Bola mata Key bergerak pelan menelusuri setiap sudut. Tidak hanya satu atau dua orang yang ia saksikan. Pria itu baru percaya bahwa tato tetap memiliki banyak peminat meskipun sering dianggap sebagai seni yang mengotori dan membahayakan tubuh.

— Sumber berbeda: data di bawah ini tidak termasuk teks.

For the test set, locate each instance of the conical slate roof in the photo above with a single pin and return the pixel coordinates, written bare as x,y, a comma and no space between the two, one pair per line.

Studio tato kepunyaan Nara. Tembok ruangannya didominasi dengan merah, beberapa sisinya didesain mirip dengan galeri lukisan. Bedanya, yang terpajang di dinding adalah aneka jenis desain tato, bukan lukisan cat air. Tidak ada kesan kotor sama sekali di tempat ini, jangan berharap kau bisa menemukan jaring laba-laba di seluruh sudut atap, apalagi sampah-sampah botol alkohol yang berserakan di lantai atau onderdil bekas yang telah habis dipereteli dari motor induknya, tidak akan ada. Rupanya kondisi studio ini jauh berbeda dengan suasana markas.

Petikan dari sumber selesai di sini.